L’ex tête pensante de Felt continue de nous intriguer avec sa pop subversive.
Mais qui est donc véritablement Lawrence Hayward ? Ce type étrange que l’on a toujours connu coiffé d’un couvre-chef serait-il une sorte de Dr Jekyll et Mr Hyde de la pop indé ? Une personnalité double qui pendant une décennie est parvenue, avec un évident talent d’illusionniste, à cacher à tout le monde sa véritable nature sans éveiller jamais un seul soupçon ? Ou bien a-t-on affaire à quelqu’un capable de réduire à néant sur un coup de tête son ancien personnage d’idole indie souffreteuse pour créer un autre olibrius à guitare totalement méconnaissable afin de se refaire une santé artistique ?
Parce que vous l’aurez bien compris, depuis la fin de Felt, Lawrence ne fait plus, mais alors plus du tout du Felt. Après l’arrêt brutal de son premier groupe en 1989, il aurait été logique d’attendre de sa part qu’il essaye de tirer les marrons du feu et de réparer certaines injustices (comprenez son projet inachevé de devenir un jour une star ultra-célèbre) en maquillant sa musique pour la rendre plus estimable aux oreilles de ceux qui n’y avaient pas encore adhéré. Mais non.
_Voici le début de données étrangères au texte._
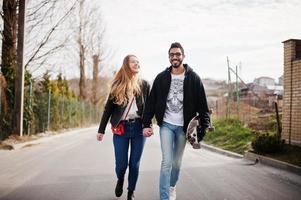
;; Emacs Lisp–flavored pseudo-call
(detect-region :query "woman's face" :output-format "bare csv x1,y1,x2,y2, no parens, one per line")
128,56,140,75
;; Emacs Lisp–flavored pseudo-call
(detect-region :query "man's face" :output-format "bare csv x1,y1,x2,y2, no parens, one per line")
169,48,185,68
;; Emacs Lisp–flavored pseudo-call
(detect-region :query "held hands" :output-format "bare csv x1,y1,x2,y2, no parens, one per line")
97,128,152,140
143,128,153,137
96,133,104,141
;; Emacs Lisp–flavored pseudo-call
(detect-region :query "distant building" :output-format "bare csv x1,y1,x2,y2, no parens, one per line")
266,85,283,96
202,78,226,90
250,83,268,96
254,76,275,87
240,83,269,98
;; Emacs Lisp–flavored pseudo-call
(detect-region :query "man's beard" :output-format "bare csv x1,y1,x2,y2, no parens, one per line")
171,59,182,68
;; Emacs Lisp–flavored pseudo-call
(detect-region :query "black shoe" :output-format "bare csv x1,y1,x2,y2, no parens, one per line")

Lawrence a fait le choix de définitivement dynamiter son groupe, d’en faire des confettis, et de les disperser « façon puzzle », pour ne plus jamais avoir à revenir là-dessus. Car du brouzouf, celui que le magazine Loud & Quiet a dernièrement baptisé « le Picasso de la pop », aurait pu en faire maintenant que Felt est devenu par la force des choses un groupe culte.
Bon, d’accord, pas beaucoup on vous l’accorde, mais tout de même de quoi lui permettre de pouvoir boucler confortablement les fins du mois. À contrario de tous ces groupes qui se sont reformés ces dernières années – la plupart davantage par opportunité que pour l’amour de l’art (on ne citera pas de noms…) – Lawrence lui, n’a jamais voulu réveiller la belle endormie pour se remplir les poches.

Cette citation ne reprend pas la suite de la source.